Replicating Numbers exactly could be difficult but I will take a look. It uses a non-standard number of bits of precision despite storing these as decimal128 in saved files. A recent example I got shared is how the value 2251799813685247 is rounded 2251799813685250 when you try and enter it.

The original example of 0.00016450000000000001 would be truncated by Numbers as it has too many digits after the first 1 so that may well be how it manages the rounding on imprecise floats.

safinaskar commented 11 months ago

When I open that original big file in Numbers, I see 0.00016450000000000000 there

masaccio commented 11 months ago

When I open that original big file in Numbers, I see 0.00016450000000000000 there

Try adding an extra digit to that decimal; it will be rounded. 0.000164500000000000001 rounds to 0.0001645 as soon as you enter It into a cell.

Numbers can add the zeroes at the end to give a number of decimal places which is what you see, but it cannot store more than 15 significant digits. The solution will be to truncate the number of digits to match the imprecision that Numbers has internally. Using decimal.Decimal is not the answer after all as that has more precision than Numbers itself.

I have formatting tests I can generate and can apply each of these to a number that fails to round precisely and see how Numbers presents it with its various formatting options. I've already replicated the output for the simple case by using significant figures rounding.

I believe you are looking for the output to match Numbers rather than representing values that Numbers cannot represent. I think matching the behaviour of Numbers is the right approach as well as ensuring that values round trip through load and save.

safinaskar commented 11 months ago

I believe you are looking for the output to match Numbers

Let me tell what I think numbers-parser should do. Let's assume we somehow got some input .numbers file. Let's open it in Numbers. We see that Numbers rendered some number as A. Then let's process the same .numbers file using cat-numbers. Let's assume cat-numbers printed the same number as B. I want these two properties to hold:

I don't need any additional properties. I. e. I don't need preserving trailing zeroes.

Also, let me remind that I already solved my original problem, so actually I don't need anything from numbers-parser anymore. I just share my thoughts to help you

The solution will be to truncate the number of digits to match the imprecision that Numbers has internally

I don't understand why you need this. This may be helpful when producing .numbers files from numbers-parser, but I thought we are talking about consuming them

masaccio commented 11 months ago

In 4.3.0:

% cat-numbers -b --formatting finalt.numbers 
0.00016450000000000000
0.0000000000000001
0.0001645

Regarding your truncation comment: Numbers does not store 0.0001645 as a string but instead converts its internal value to a decimal128 which results in imprecise values during floating point conversion. This is what you were seeing previously.

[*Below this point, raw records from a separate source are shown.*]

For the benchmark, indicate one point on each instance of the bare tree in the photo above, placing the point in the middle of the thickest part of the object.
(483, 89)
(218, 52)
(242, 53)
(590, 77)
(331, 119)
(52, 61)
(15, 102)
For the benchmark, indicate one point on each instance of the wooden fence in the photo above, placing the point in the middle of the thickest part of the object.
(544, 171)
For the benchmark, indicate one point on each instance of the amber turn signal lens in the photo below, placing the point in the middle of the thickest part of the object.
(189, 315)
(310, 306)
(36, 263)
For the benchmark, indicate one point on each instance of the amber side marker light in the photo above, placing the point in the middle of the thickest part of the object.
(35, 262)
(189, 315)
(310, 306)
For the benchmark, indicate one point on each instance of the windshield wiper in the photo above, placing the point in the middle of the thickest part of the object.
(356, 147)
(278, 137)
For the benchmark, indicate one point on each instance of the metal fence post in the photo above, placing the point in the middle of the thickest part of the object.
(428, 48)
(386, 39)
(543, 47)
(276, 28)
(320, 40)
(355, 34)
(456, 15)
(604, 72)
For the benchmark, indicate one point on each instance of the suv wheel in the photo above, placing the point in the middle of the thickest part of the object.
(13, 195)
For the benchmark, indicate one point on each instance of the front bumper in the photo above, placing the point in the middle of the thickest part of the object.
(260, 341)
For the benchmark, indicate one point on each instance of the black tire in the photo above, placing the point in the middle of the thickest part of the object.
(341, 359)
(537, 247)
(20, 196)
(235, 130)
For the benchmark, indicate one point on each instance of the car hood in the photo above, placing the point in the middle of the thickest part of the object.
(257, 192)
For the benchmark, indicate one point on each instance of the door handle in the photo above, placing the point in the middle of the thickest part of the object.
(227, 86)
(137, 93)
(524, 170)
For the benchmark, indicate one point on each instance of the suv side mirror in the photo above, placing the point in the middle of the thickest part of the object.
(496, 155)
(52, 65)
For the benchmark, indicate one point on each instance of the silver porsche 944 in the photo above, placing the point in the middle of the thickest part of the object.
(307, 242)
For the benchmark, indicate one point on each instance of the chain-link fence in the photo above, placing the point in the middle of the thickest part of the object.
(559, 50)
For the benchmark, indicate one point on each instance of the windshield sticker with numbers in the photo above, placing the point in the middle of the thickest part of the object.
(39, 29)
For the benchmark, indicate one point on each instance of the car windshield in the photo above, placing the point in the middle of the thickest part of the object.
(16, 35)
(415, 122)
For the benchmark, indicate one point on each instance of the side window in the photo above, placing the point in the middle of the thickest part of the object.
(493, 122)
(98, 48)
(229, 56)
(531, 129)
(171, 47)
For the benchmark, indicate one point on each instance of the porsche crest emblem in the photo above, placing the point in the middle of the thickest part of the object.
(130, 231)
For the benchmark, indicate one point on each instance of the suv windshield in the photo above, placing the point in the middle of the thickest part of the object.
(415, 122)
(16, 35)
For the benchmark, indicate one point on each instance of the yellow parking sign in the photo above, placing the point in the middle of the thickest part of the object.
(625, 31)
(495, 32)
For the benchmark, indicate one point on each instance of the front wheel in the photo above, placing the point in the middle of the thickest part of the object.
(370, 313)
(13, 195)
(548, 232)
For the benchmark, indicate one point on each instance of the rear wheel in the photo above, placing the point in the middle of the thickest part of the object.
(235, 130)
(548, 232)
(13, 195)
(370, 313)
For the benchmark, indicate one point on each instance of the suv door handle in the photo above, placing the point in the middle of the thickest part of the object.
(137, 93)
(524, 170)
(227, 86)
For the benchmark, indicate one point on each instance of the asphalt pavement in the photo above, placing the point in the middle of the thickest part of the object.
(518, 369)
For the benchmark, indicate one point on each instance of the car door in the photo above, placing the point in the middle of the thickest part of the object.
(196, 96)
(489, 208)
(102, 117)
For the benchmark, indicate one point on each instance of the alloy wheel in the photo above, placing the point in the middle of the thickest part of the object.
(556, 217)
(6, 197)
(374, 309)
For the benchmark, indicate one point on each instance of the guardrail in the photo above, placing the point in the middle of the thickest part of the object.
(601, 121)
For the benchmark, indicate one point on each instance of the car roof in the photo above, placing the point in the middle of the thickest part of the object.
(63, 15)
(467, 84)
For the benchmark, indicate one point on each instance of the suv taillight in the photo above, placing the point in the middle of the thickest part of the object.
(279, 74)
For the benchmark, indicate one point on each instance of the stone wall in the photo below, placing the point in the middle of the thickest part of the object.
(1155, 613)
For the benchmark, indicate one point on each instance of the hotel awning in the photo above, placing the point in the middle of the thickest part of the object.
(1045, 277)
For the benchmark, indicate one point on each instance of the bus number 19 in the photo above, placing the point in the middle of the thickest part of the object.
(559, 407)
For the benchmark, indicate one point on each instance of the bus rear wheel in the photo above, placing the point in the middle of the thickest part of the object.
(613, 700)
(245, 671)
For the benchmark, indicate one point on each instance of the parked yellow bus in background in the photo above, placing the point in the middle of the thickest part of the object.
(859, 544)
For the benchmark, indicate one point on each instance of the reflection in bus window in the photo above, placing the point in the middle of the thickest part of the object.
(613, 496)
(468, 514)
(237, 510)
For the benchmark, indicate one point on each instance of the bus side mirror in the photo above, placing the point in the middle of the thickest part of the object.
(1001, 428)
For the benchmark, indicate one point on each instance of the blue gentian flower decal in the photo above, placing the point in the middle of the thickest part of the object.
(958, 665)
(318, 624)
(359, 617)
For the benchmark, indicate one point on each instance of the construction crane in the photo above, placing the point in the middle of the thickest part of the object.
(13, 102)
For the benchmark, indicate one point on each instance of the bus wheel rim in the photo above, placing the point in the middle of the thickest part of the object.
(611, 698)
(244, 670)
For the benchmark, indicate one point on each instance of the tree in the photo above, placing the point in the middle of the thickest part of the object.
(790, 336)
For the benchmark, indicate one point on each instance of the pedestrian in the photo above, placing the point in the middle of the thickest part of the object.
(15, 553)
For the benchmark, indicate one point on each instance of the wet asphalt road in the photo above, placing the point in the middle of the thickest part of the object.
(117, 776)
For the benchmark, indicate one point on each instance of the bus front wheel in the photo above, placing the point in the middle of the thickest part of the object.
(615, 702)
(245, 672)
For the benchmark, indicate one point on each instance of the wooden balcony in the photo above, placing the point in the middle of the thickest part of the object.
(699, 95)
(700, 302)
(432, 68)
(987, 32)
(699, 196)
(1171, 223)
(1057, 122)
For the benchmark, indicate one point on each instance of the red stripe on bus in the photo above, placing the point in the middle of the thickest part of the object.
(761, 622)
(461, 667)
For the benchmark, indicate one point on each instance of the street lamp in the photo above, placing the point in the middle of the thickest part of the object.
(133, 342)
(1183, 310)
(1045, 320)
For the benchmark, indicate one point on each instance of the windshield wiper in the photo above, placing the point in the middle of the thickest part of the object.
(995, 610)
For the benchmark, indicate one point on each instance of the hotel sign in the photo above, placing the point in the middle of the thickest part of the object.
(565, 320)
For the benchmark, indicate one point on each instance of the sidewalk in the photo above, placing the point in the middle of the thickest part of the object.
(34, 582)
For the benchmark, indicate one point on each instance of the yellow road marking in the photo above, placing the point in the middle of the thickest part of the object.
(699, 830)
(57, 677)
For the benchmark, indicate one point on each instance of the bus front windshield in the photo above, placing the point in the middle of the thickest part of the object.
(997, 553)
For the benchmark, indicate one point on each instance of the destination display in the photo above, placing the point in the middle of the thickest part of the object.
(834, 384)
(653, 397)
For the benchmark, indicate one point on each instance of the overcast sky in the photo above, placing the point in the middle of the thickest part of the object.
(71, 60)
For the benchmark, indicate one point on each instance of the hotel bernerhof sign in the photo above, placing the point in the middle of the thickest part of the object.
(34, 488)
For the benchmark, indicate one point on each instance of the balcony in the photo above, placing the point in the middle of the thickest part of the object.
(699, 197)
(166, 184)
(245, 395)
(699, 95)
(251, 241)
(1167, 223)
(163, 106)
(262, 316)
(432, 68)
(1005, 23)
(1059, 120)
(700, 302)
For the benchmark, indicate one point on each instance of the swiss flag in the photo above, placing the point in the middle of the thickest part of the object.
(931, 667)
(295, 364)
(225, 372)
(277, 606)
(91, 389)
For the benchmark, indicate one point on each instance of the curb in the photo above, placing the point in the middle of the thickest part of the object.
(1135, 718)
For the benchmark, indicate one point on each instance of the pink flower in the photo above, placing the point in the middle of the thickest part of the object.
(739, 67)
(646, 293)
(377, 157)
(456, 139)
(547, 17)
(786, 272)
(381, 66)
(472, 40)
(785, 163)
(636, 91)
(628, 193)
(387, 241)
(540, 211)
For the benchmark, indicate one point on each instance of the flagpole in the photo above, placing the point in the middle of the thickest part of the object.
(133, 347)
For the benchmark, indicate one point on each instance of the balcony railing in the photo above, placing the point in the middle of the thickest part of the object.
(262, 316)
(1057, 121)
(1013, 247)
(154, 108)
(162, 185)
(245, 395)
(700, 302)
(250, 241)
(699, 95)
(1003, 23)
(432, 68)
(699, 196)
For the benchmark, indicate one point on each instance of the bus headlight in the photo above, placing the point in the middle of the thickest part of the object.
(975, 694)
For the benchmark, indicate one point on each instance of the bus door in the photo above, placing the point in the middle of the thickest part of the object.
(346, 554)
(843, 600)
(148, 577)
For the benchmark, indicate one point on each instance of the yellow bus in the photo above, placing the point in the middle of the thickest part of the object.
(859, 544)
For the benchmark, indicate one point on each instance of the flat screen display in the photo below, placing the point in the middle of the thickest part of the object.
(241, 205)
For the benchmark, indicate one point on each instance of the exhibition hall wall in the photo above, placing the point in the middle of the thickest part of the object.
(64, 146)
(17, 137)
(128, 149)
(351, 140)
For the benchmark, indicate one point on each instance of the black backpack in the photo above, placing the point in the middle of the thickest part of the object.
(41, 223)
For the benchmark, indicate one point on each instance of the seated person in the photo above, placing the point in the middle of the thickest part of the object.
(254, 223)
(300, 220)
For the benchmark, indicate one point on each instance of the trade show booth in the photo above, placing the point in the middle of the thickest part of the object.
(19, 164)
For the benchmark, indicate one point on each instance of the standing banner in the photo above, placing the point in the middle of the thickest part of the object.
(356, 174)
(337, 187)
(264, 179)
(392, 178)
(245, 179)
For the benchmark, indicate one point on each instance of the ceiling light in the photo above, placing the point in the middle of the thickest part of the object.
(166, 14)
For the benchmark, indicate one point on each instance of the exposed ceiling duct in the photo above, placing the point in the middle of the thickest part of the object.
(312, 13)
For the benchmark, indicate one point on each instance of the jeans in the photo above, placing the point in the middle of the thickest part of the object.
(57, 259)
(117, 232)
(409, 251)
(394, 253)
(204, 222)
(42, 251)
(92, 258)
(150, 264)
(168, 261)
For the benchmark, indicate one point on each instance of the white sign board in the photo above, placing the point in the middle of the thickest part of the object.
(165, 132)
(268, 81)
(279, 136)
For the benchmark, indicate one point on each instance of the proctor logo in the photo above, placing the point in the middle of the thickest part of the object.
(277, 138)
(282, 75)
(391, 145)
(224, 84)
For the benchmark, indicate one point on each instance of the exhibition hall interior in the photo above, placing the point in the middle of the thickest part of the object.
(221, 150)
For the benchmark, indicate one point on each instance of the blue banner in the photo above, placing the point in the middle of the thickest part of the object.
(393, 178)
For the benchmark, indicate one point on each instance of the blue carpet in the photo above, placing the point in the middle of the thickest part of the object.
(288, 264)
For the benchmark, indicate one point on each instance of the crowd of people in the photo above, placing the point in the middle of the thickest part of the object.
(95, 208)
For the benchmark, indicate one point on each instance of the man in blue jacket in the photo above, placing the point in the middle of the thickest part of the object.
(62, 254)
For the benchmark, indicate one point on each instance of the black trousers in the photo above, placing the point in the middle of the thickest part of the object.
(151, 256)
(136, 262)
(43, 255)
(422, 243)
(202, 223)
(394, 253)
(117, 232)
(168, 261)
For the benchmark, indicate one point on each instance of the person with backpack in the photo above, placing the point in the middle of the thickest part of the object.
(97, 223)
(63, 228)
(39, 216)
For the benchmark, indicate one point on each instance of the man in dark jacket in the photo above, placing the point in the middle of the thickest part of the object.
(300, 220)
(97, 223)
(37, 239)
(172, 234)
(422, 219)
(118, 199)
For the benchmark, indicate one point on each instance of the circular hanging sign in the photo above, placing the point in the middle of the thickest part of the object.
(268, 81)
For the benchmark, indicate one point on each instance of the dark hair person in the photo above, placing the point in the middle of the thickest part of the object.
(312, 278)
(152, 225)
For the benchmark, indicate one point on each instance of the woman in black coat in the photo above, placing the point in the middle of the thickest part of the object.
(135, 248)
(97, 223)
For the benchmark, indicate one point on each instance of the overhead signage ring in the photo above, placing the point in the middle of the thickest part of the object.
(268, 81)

safinaskar commented 11 months ago

@masaccio, thanks! But this output still looks wrong to me:

# ~/.local/bin/cat-numbers -b /tmp/a.numbers
0.00016450000000000001
1e-16
0.0001645

, because first numbers is wrong and second number is exponential. But if you don't think this is bug, I don't, too

masaccio commented 11 months ago

Thanks again. The first number is a float conversion artefact (fixed). The CSV output has always been default python output so I will leave as-is since it's still correct in a machine-readable context. --formatting is expected to replicate the formatting of numbers including stuff like zero/space padding.